Da zieht nun der nachdenkliche Leser Bilanz. Die Scholastik hatte also einen "wahren Vater", der am 6. Mai 1033 geboren wurde, und außerdem gab es den "ersten Scholastiker", der 526 gestorben ist. Soll man daraus folgern, daß die Zeit rückwärts lief, oder eher, daß Boethius dann eben der unwahre Vater der Scholastik war? So oder so läuft es auf meine Feststellung von oben hinaus: Die Bezeichnung als "erster scholastischer Philosoph" ist verwirrend und inhaltlich auf jeden Fall falsch. Verwirrend, weil der Vater eines im 6. Jahrhundert bereits lebendigen Kindes erst 1033 geboren wurde; falsch, weil, wenn Anselm der wahre Vater der Scholastik war, Boethius nur ein unwahrer Vater von ihr gewesen sein kann. Wird jetzt meine Abneigung gegen das saloppe Formulieren und gegen Klischees aus dem späten 19. und frühen 20. Jahrhundert in einem Wikiartikel verständlicher? Abgesehen davon, daß Martin Grabmann ein bedeutender Gelehrter war, hat er selbst öfters kühne, von der Begeisterung des kindlichen Glaubens getragene Formulierungen gewählt im Jahr 1909. Darin kann er für Wikipedianer von 2009 kein Vorbild sein. Die 100 seither vergangenen Jahre machen viel aus. Nwabueze 15:15, 13. Okt. 2009 (CEST)
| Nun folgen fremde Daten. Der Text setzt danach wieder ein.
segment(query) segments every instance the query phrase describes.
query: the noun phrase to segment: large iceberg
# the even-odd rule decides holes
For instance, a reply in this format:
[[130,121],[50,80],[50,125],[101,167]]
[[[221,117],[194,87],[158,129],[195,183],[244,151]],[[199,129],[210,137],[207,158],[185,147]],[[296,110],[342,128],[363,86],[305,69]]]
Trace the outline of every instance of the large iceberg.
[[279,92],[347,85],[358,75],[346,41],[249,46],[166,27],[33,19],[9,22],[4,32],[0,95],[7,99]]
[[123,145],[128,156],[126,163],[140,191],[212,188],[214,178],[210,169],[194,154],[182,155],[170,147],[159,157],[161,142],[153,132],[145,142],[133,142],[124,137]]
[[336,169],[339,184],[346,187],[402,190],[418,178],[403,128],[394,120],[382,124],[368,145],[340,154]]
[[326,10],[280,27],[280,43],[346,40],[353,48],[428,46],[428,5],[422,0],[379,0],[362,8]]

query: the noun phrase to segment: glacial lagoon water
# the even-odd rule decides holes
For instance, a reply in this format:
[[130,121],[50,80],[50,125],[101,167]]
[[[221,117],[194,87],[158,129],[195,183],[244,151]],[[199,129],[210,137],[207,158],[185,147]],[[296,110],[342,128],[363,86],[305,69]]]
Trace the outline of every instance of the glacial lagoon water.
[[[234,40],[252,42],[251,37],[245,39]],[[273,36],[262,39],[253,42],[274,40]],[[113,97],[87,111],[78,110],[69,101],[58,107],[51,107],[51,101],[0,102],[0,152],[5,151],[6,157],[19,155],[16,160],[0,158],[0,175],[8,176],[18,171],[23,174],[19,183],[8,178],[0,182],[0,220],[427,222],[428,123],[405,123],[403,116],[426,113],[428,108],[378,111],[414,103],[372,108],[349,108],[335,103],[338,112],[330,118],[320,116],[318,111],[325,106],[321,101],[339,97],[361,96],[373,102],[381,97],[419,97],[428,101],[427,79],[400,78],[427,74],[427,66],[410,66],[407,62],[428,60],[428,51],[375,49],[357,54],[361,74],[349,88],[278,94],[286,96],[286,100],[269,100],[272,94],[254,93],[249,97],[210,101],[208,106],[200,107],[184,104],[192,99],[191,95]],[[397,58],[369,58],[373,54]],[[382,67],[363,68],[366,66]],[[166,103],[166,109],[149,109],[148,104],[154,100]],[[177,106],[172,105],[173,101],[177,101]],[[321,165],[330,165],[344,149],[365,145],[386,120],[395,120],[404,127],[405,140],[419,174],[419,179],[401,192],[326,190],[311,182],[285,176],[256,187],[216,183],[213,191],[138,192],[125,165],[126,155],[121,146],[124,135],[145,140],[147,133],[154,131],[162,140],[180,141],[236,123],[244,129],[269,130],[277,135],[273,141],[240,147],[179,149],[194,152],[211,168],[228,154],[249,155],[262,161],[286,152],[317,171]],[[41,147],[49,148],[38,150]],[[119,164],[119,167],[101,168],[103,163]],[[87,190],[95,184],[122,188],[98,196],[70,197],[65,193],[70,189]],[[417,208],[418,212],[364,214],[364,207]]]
sehr schön gesagt! grüße, Ca$e 16:08, 13. Okt. 2009 (CEST)
Hier nochmal die "IP". Das mag chronologisch alles stimmen was du sagst, auch dass dieses Zitat unheimlich alt und natürlich etwas vereinfachend ist. Ich empfehle aber dennoch die erwähnte Lektüre. Es handelt sich bei Boethius nicht um DEN letzten Antiken und DEN ersten Scholastiker sondern als einen der ersten mir bekannten, dem widerspricht die Literatur glaube ich auch nicht, der antike und scholastische Tradition, wenigstens der Sache nach, wenn schon nicht der "chronologischen Eintaktung, eng führt. Und dass Zeiteinteilungen nun nicht immer das gelbe vom Ei sind, weil sie selbst vereinfachen brauch ich euch ja auch alle nicht zu sagen. Von daher möchte ich gerne schon dabei stehen bleiben und euch zumindest mal die Lektüre nahe legen. (Also gemeint ist Opusc. V)
Und freilich, wir sind hier in der Diskussion und nicht dort wo sich ein Leser verwirren lassen muss. Ich find es schön, dass hier nach so langer Zeit wieder etwas Wind reinkommt. Eventuelle Edierungen spreche ich grundsätzlich ab. Was ich so aus anderen Artikeln mitbekommen habe über Löschen - Wiederherstellen - Löschen - usf. ist nicht so das Gelbe vom Ei. Also fühlt euch nicht gleich provoziert, wenn ich hier mal eine andere Meinung äußere. Ich will sie freilich auch begründen. Und ein Profil leg ich mir dann sicher auch mal zu. --141.35.20.90 16:57, 15. Okt. 2009 (CEST)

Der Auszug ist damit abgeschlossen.